I’m on the right in the photo with an old-fashioned football helmet. That’s relevant to me today, since my son Booker has insisted for years that I wear a helmet and arm pads when I go on walking jaunts. I’ve always been clumsy on the streets, simply because I don’t look at the ground, but the scenery, both the splendid and skid-row. I was in Mexico City in early-1975 with two friends and one of them, each time I stumbled, said, “Have a nice trip, Russ?” Funny the first time, aggravating the next 50 over the 10 days we spent there. Jerry was a good guy, but there was a reason he was on the verge of flunking out at a Houston community college. In any case, Booker’s adamant—as if I’d purposely look like a kook in public—about the helmet, and reiterates the mandate each time I take a spill and wind up with ripped pants, bloody hands and knees, and a shiner. As Levi Stubbs sang ages ago, I can’t help myself walking around—not just outside; stairs at our three-story house at night also pose a problem—but I agree that bowing out from a fall would fall into the ignominious category.
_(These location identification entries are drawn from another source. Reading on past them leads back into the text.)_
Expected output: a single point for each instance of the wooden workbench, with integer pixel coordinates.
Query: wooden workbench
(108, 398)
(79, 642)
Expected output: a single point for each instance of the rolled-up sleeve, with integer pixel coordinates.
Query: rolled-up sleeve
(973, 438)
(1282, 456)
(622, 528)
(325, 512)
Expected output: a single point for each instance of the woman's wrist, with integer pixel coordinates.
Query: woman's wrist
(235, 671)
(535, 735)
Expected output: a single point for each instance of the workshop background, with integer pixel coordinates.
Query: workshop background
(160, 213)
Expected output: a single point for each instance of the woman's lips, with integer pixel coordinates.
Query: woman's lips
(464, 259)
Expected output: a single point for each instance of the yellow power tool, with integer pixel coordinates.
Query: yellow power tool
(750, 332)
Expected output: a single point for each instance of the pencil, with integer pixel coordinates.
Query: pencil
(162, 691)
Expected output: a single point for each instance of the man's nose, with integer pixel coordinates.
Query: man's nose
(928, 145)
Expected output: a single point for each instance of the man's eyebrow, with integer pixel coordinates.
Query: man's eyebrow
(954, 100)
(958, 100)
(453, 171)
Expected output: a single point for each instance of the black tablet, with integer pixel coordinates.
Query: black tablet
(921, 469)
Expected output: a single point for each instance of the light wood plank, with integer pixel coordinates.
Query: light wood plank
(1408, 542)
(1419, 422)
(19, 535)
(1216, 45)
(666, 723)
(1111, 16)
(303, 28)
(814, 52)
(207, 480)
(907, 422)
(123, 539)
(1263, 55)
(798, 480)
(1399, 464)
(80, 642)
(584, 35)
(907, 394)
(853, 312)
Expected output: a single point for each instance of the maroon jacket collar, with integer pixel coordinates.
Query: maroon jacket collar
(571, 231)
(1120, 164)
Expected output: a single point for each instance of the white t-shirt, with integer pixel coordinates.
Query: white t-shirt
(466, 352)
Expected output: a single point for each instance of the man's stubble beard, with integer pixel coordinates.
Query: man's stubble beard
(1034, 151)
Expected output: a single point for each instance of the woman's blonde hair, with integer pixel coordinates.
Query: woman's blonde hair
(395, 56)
Look at the clues to figure out what year it is: Thomas Pynchon’s V. and Kurt Vonnegut’s Cat’s Cradle are published; The Rolling Stones’ cover of “Come On” is released; Alabama Gov. George Wallace becomes famous; Cleopatra is released; Iota Phi Theta fraternity is founded; U.S. Senate ratifies nuclear test ban treaty; Frank Sinatra Jr. is kidnapped; Eugene Wigner wins Nobel Prize for physics; Rand Paul is born and Estes Kefauver dies; Sonny Liston knocks out Floyd Patterson to win heavyweight championship; British embassy is burned down in Jakarta; Hector Rondon wins photography Pulitzer; and Zanzibar gains independence from the UK.